- Battle of Okitanawate: Part of Sengoku period
| Date | May 3, 1584 |
| Location | Near Shimabara, Hizen Province32°48′09″N 130°21′52″E﻿ / ﻿32.80250°N 130.36444°E |
| Result | Allied victory |
| Territorial changes | Urakami ceded to the Society of Jesus |

Belligerents
- Shimazu clan Arima clan Portugal: Ryūzōji clan

Commanders and leaders
- Arima Harunobu Shimazu Iehisa Shimazu Toyohisa Niiro Tadamoto Gaspar Coelho: Ryūzōji Takanobu † Nabeshima Naoshige

Strength
- 6,300–9,000 1 warship (under Ambrosio Fernandes): 25,000–50,000

Casualties and losses
- Unknown: 10,000 dead

= Battle of Okitanawate =

1584 battle in Sengoku Japan

The Battle of Okitanawate (沖田畷の戦い), also known as the Battle of Shimabara, was fought on May 3 of 1584, the Arima–Shimazu alliance defeated the Ryūzōji with Portuguese military support, including firearms, mortars, and a Portuguese fusta commanded by Captain Ambrósio Fernandes. The intervention was organised locally through the Jesuit mission and Portuguese merchants.

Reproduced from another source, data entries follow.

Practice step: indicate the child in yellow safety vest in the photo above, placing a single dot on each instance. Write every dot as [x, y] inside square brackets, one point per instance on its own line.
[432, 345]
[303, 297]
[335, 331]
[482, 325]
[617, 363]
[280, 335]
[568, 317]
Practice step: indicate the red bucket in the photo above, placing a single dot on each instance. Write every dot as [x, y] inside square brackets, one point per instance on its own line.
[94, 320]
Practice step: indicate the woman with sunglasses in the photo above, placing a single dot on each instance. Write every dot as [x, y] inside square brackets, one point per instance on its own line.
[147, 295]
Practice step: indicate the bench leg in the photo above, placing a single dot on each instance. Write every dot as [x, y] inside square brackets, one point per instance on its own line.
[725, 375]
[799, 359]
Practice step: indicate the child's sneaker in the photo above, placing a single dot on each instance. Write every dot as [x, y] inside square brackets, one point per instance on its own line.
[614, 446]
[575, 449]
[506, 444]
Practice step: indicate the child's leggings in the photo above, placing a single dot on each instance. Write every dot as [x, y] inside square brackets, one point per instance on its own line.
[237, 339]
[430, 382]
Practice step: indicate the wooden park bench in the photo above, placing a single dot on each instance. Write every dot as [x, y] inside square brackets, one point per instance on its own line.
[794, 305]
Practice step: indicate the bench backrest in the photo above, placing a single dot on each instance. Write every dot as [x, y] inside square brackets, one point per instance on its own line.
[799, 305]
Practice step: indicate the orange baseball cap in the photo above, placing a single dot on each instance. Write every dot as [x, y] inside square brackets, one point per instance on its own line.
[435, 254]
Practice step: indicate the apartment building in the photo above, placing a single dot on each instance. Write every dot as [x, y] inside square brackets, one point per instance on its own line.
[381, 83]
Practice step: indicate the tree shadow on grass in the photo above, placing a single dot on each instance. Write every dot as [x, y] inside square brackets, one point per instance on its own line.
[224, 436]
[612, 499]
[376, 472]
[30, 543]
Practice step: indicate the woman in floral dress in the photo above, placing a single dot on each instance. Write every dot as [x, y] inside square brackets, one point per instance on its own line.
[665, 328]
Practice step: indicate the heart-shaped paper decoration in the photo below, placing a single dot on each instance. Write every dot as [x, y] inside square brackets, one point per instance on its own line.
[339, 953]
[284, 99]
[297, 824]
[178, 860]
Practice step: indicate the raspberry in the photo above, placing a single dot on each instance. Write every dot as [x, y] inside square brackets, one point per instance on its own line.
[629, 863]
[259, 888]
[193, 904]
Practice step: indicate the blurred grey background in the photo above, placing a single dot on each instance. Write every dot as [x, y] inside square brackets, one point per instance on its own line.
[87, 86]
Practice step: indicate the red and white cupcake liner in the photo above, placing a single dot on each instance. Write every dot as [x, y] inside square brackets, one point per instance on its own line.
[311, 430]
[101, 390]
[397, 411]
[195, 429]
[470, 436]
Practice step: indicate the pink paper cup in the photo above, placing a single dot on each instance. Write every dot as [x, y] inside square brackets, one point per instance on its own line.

Ryūzōji Takanobu was attacking a number of independent clans close to his territories. In 1582 he attacked the Arima clan and Arima Harunobu decided to ask the help of Shimazu Yoshihisa. Yoshihisa sent an army in December of that year but not much progress was made until 1584. When the army was reorganized and commanded by the able Shimazu Iehisa, younger brother of Yoshihisa, the allies put Shimabara under siege and Takanobu marched to relieve the castle with his main army.

On May 3 the Shimazu-Arima army entrenched on a hill in front of Shimabara and received the attack of the Ryūzōji who were well armed with muskets, including high calibre ones. They attacked the hill in three columns, one advancing along the road, another advancing along the hills and a third along the beach.

They were harassed by the Arima with large caliber arquebuses mounted on boats. The columns were defeated when the Shimazu enticed the Ryūzōji into a false retreat, Harunobu attacked the enemy's main force, and Shimazu retainer, Kawakami Tadakata, allowing a flying column of samurai to take Ryūzōji Takanobu's head.

Harunobu considered his victory to be the work of God. Out of gratitude, he ceded the town of Urakami to the Society of Jesus. In this way, the Jesuits gained administrative control of the area, and consequently, Urakami became a Christian town.